The European Central Bank will continue to provide stimulus until inflation rebounds but its room to manoeuvre has been reduced, so governments need to start shouldering some of the burden, ECB policymaker Benoit Coeure said yesterday.

Arguing that the ECB’s unprecedented stimulus has so far been appropriate, Coeure also warned that stimulus comes with side effects and faces effective limits, requiring a renewed focus in the public debate about who is responsible for reviving the eurozone economy.

“Postponing the necessary reforms is not a valid option anymore,” Coeure told a conference yesterday. “Procrastination and forbearance have not served the euro area well... If our banks had been cleaned up and strengthened early after the crisis, our growth path would today be higher.”

Fighting the threat of deflation, the ECB has kept rates below zero for years and buys €80 billion of assets per month, hoping to cut borrowing costs, stimulate spending and revive growth.
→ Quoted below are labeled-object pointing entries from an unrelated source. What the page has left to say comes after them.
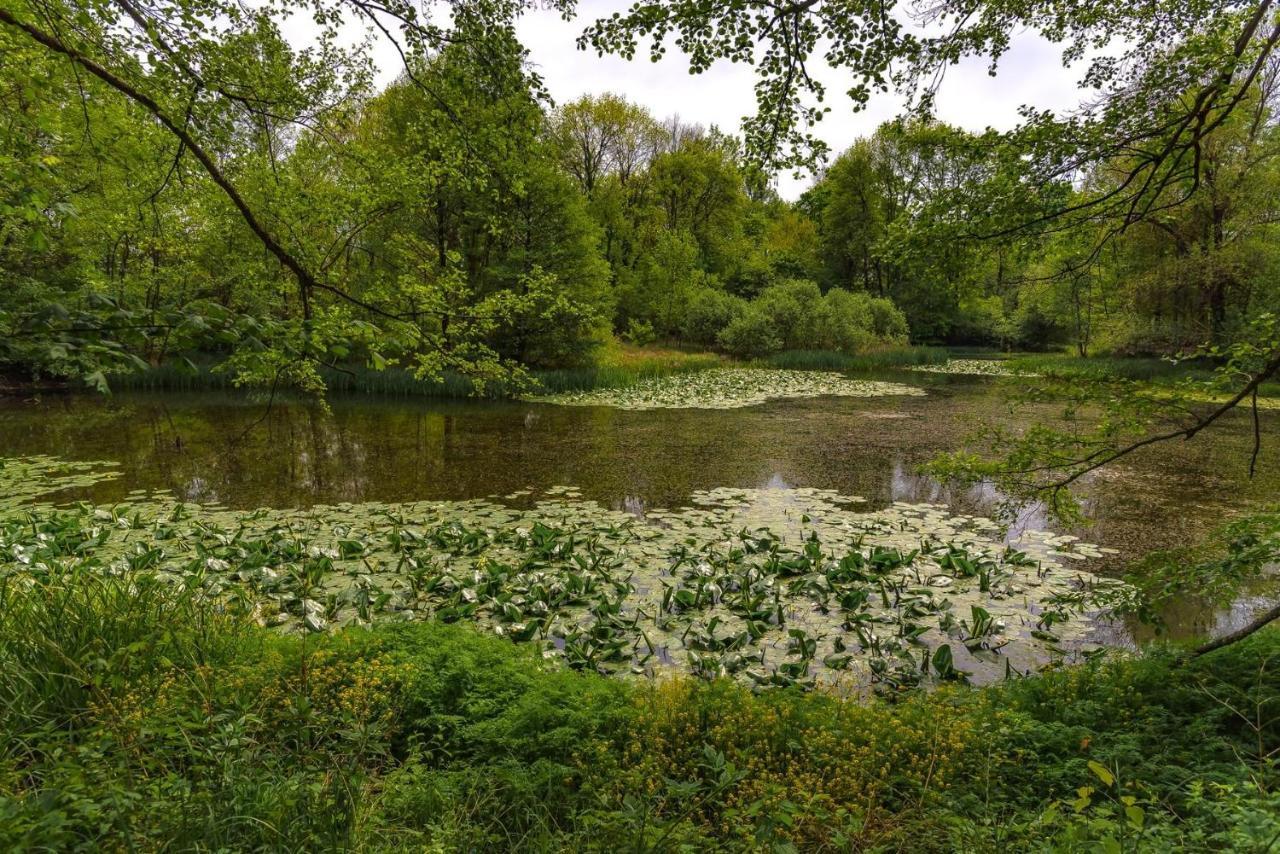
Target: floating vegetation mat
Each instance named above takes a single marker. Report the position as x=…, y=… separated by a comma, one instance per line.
x=775, y=587
x=727, y=388
x=972, y=368
x=23, y=479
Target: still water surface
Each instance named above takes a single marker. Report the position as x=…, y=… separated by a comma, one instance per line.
x=236, y=451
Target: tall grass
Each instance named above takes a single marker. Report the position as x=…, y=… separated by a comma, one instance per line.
x=616, y=366
x=141, y=716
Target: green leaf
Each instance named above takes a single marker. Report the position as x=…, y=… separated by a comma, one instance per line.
x=1101, y=772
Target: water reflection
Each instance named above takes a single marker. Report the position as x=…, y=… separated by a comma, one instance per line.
x=234, y=451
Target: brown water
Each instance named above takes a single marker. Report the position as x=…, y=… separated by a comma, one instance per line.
x=238, y=452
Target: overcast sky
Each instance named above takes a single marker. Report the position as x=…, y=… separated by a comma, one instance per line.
x=1031, y=73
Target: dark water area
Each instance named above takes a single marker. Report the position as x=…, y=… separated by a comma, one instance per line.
x=234, y=450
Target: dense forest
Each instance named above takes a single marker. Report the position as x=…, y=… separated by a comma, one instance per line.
x=460, y=219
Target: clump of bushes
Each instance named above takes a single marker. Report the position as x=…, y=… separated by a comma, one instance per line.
x=138, y=716
x=795, y=314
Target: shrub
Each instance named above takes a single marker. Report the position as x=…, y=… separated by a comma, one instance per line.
x=711, y=311
x=750, y=334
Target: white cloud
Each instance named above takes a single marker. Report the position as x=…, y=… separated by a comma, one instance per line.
x=1029, y=73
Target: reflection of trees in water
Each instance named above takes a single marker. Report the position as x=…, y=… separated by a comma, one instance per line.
x=977, y=499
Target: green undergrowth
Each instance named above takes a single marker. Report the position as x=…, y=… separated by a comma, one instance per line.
x=615, y=366
x=137, y=716
x=1134, y=368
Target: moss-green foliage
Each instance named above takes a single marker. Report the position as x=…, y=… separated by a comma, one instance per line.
x=135, y=716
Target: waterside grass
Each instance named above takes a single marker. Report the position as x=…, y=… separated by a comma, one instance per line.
x=136, y=715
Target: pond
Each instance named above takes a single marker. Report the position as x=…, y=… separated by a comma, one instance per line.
x=796, y=459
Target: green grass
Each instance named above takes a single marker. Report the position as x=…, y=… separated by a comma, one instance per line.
x=135, y=716
x=616, y=366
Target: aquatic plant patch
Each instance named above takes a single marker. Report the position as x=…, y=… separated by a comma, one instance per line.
x=775, y=587
x=23, y=479
x=973, y=368
x=728, y=388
Coeure said that while the bottom for rates, where households and businesses switch to cash, is still below the ECB’s -0.4 per cent deposit rate, there is also an economic lower bound, where the negative impacts from weakened monetary transmission outweigh the benefits. Still, Coeure dismissed any suggestion the ECB was about to give up, arguing that missing the bank’s two per cent inflation target too often could lead to permanently lower inflation, a hard to break cycle.

“Monetary support for the recovery will continue until inflation is sustainably adjusting to our objective,” he said.